How many times have you seen this happen: a clump of a dozen vehicles are cruising along a major 4 lane street and 1 car on a side street approaches a red "smart" traffic light. Consequently the light (which is ignorant of the approaching dozen cars) changes in favor of the single car and wastes the kinetic energy (originally, fossil fuel) stored in the 12 vehicles. If only the light had "known" to wait another 7 seconds, the 12 vehicles would have sailed through. How many times does this happen across the country every day?
The benefits of a smart network of information-sharing traffic lights are many: energy savings, reduced dependence on fossil fuel, smoother flowing traffic, less frustration and wasted human potential, fewer trips to the brake shop, perhaps even fewer traffic accidents at intersections.
Hybrids/electrics with regenerative braking mitigate the energy loss, but no where near 100%, and what percentage of vehicles today have regenerative braking? As for emergency vehicles, nothing changes in their current methods or protocol. Of course, it would be possible for the emergency vehicle to have a way to communicate with the traffic light network via the same wireless technology, but that would be a bonus on top of the primary purpose of the idea.

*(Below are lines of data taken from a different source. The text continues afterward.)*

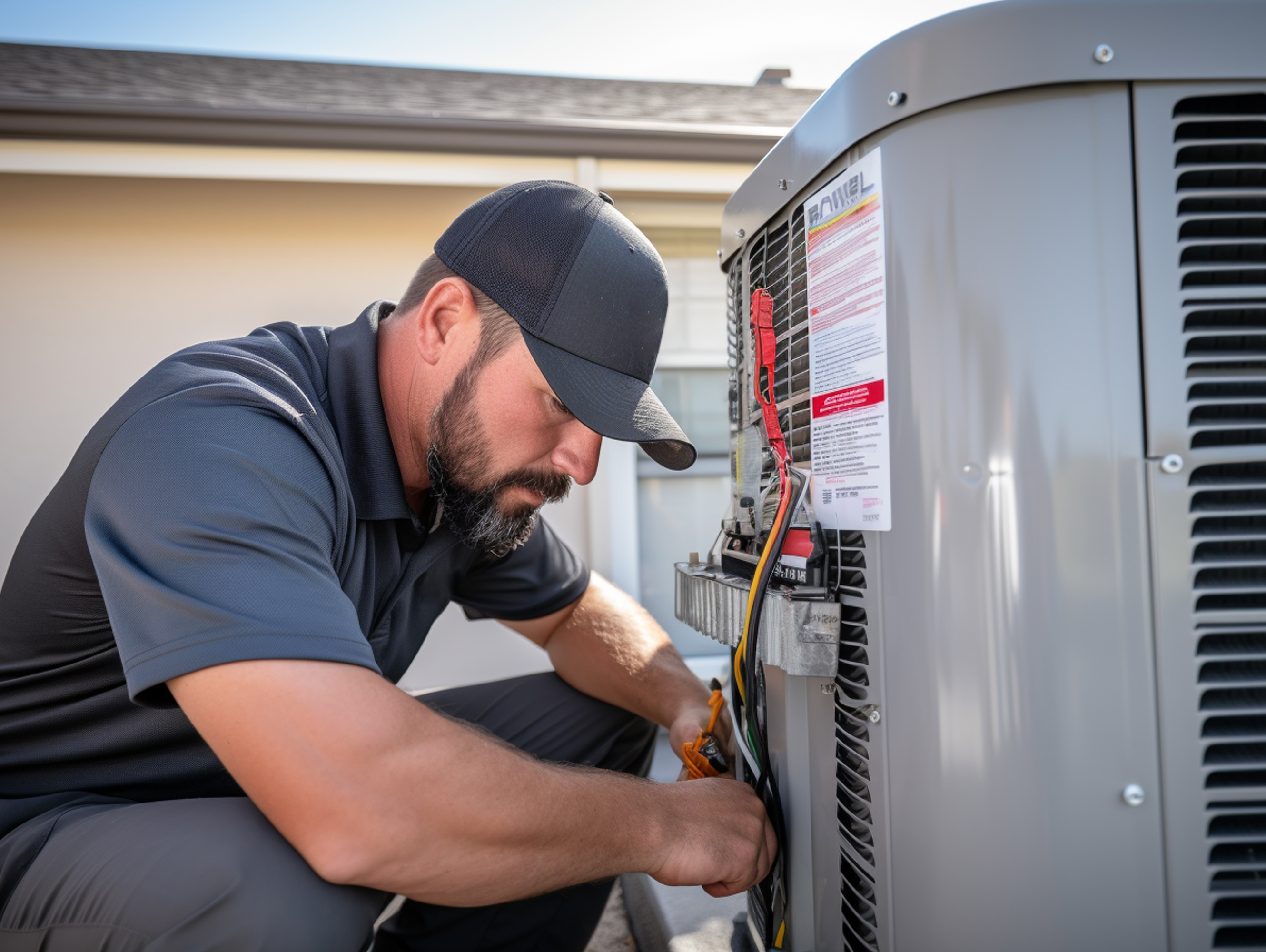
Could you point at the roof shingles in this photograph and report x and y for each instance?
(114, 80)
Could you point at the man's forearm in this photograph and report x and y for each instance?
(611, 647)
(375, 789)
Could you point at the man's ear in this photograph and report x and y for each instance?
(446, 316)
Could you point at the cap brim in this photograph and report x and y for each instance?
(613, 404)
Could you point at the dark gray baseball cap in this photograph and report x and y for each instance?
(590, 296)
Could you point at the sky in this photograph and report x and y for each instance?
(645, 40)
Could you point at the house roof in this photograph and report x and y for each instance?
(118, 94)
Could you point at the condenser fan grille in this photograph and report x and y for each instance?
(776, 261)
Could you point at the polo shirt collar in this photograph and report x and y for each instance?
(356, 408)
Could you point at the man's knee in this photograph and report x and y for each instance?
(633, 747)
(188, 874)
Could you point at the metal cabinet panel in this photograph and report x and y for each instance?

Note that at most key traffic lights the sensors are already in place. The missing piece is the flow of "look ahead" information. When traffic light "A" senses a group of cars pass through heading west at 45 mph, it can pass that info to the traffic light "B" to the west. Through adaptive distributed algorithms, each node learns the characteristics of it's locale, for example how long it takes for cars passing through a green light at A to reach B. Comparable algorithms have been developed for swarms of cooperating UAVs and robots. Clearly the fixed node algorithms will be easier to develop. The goal of the algorithm is to find the "openings" in the green direction to allow the single car through with minimal disruption and energy loss.
The network connections between neighboring traffic lights could be hard-wired or wireless. For ease of installation, a wireless technology such as Zigbee would work in most cities and towns. Antennas could optionally be directional (4 directions, for example) to extend reach where necessary.
To implement the idea, both hardware and software needs to be developed. We envision a small weather proof box mounted on the upright pole of the structure supporting the traffic lights. Signal strength will be enhanced due to the elevation above ground level. The box would be connected to power and to the sensors at that intersection. A very modest and low cost DSP will be able to run the algorithm for it's node and communicate with neighboring nodes.
It's time to take the next step in smart traffic lights by leveraging networking and adaptive algorithms.